The results show large and economically meaningful effects. Between 2019 and 2023, real lease revenues declined by about 15 percent nationwide, driven by both falling rents and reduced occupied space. These declines are strongly correlated with remote work adoption: firms allowing more days of remote work reduced office space by substantially more, and cities and industries with higher remote exposure experienced larger drops in occupancy and rents. The valuation implications are dramatic. The model implies a long-run decline in office values of roughly 47 percent in New York City and a nationwide value loss of about $557 billion. Outcomes vary by building quality: newer and higher-quality buildings experienced smaller rent declines, consistent with a “flight to quality,” while lower-quality offices face much larger risks of becoming stranded assets. The analysis also highlights substantial uncertainty, with downside scenarios implying even larger value losses if the transition persists longer than expected.


Conclusion

The paper concludes that remote work constitutes a major structural shock to the commercial office sector rather than a short-lived disruption.
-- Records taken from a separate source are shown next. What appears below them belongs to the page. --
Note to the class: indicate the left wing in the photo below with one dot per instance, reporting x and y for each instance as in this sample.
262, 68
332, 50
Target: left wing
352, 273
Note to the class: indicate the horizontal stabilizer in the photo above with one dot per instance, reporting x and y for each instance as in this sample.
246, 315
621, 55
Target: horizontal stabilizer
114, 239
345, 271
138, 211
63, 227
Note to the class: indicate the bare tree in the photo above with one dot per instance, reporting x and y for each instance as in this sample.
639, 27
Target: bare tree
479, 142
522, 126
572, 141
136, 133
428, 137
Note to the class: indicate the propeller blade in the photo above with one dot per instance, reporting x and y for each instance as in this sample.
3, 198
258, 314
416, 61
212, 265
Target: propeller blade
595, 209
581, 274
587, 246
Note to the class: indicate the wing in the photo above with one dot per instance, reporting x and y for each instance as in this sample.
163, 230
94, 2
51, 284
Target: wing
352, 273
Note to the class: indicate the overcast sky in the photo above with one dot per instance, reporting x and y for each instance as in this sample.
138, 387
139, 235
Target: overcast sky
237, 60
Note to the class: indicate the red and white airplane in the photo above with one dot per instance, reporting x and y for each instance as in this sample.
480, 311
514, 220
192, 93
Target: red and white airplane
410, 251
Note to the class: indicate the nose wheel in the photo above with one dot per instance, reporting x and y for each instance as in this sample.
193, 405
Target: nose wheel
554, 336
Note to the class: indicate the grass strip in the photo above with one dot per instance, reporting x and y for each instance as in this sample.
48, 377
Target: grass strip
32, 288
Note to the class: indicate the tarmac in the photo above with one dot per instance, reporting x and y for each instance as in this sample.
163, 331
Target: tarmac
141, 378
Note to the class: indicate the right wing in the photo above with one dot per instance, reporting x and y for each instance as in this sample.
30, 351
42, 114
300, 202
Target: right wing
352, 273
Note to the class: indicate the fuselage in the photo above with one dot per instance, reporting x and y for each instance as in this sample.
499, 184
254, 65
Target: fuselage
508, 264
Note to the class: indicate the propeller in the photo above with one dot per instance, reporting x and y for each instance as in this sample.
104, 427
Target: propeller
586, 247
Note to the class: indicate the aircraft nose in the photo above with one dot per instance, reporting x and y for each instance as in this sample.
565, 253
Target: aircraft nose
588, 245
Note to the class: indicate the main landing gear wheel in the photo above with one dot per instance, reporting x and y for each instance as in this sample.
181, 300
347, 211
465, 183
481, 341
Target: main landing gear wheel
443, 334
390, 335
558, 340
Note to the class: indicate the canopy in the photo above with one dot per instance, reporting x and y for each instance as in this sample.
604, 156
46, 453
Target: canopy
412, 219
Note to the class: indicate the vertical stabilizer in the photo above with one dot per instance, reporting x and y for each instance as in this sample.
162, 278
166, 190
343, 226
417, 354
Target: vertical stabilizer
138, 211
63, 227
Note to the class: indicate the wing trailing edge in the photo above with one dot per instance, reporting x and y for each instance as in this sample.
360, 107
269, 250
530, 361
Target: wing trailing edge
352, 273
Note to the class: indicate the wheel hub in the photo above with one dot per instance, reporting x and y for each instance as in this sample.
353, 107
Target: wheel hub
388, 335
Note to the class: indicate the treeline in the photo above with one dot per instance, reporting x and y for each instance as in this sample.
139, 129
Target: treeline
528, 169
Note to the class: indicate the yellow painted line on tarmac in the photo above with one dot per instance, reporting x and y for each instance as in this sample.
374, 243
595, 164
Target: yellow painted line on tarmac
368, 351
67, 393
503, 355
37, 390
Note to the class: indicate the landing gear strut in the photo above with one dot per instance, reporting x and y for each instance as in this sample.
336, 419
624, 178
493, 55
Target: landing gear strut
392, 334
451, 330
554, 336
By combining detailed lease data with a valuation model that accounts for long-term contracts and uncertainty, the authors provide a coherent explanation for why office values can fall sharply even when many leases remain in force. The findings have implications beyond real estate markets, including financial stability and local public finance, given the exposure of banks and cities to office property values. While the analysis does not rely on causal inference designs or randomized experiments, it offers a transparent and disciplined framework that future work could strengthen by exploiting policy variation or quasi-experimental shocks. Overall, the study establishes a benchmark for understanding how labor market changes translate into asset value adjustments in urban economies.